My prep school and my English high school were savagely and publicly competitive. Grades were a throwdown--in prep school we all competed to see who'd come first in class every year from age 5 on up, and the big enchilada was the national high school entrance exams whose results were published in multiple newspapers. Which they didn't let me take on time because they thought that year's competition was too strong, so they wanted to hold me back a year because they thought I could come top of the country in a weaker, later pool.

My mother talked me into high school on the basis of her grades instead. She kinda rocks.

English high school was an Oxbridge mill. No one would ever get annoyed with you for being too bright--being coy with your brains would make you as unpopular as being snotty about them.

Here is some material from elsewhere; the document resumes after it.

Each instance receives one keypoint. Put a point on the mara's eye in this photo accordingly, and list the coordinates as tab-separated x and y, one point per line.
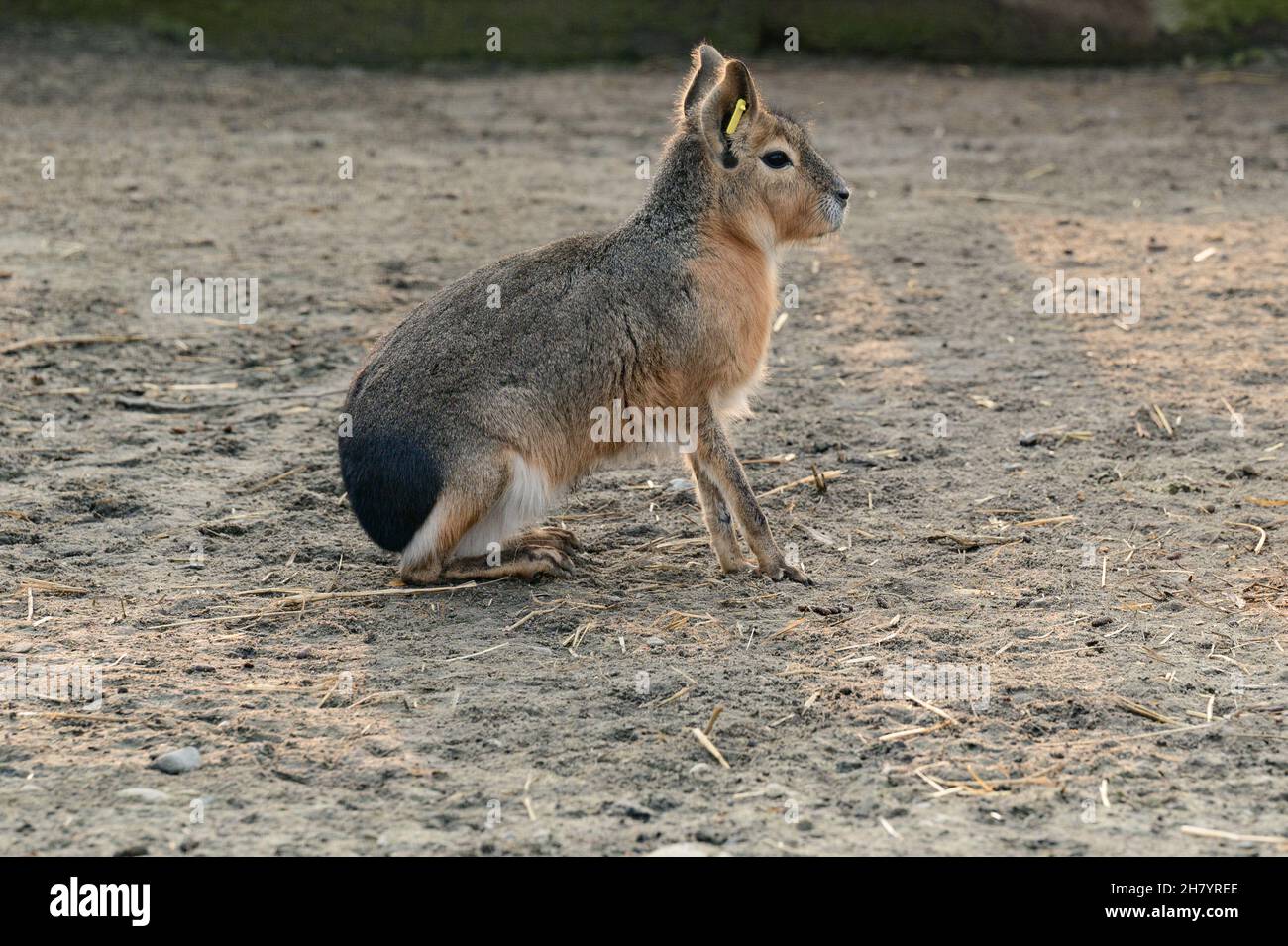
777	159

eta: On the other hand, we were told to dumb it up around family. We didn't. That ship has totally sailed.


Sophia Brooks - Jan 12, 2010 9:48:22 am PST #6564 of 30000
Cats to become a rabbit should gather immediately now here

I have a friend who both loved to read, and did not have a great childhood. She was a wonderful mom who adopted several older children when her biological children were grown. She was just an awesome caring wonderful mom. Once she told me that she started out being a little sad because her own biological children did not love to read as much as she did, but then she realized a huge part of why she was such a voracious reader as a child was that she needed some escape from her life. She ended up being glad that her children did not have to turn to books in that way.

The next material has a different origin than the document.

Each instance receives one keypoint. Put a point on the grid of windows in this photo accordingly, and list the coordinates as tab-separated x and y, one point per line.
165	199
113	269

Obviously, this isn't true for everyone-- it isn't even true for me, I am a reader because my mother is a reader and shared that with me. However, my mother was a reader because her childhood needed to be escaped from.

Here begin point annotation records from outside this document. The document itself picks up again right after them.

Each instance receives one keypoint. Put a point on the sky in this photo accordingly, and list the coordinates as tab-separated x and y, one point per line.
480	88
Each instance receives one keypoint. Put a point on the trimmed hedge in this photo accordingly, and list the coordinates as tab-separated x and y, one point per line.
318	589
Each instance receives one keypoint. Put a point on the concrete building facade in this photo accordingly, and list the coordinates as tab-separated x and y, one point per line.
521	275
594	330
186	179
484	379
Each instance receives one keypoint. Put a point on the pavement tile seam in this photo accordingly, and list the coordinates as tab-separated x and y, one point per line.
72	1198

javachik - Jan 12, 2010 9:48:26 am PST #6565 of 30000
Our wings are not tired.

My fervent hope is that one day I will learn this and not NEED to be the one who always has The Right Answer.

I think "power" might be the wrong word? What do you think? Maybe "grace" is more accurate? In any case, it's definitely something I still work on, depending on the context.


Shari_H - Jan 12, 2010 9:48:48 am PST #6566 of 30000
Keep breathing!

Steph, my 7th grade English teacher gave our class a placement test at the beginning of the grammar unit. Since I knew to capitalize the word "I" and other such details, I was exempted from the grammar unit and sent to the library to read a book and write a book report on it. He thought I'd be gone all week. The next day I'd finished "Of Mice and Men" and written a 3-page paper. He was floored. Did I mention he was a gym teacher, filling in as an English teacher for the year? No offense to gym teachers, but this guy had no clue about scope and sequence for English.

As for reading, I have to have something to read in front of my eyes, always. I can't just sit and not read. I've read the cereal boxes at breakfast, the toothpaste tube (when I forgot to bring a book into the bathroom), anything, anywhere basically. Can't ride the bus or train without a book. (Lift weights - Carry Stephen King books to work!)

Is reading in the bathroom normal, or is it just my family? My college roommates thought I was nuts (for that, among other reasons).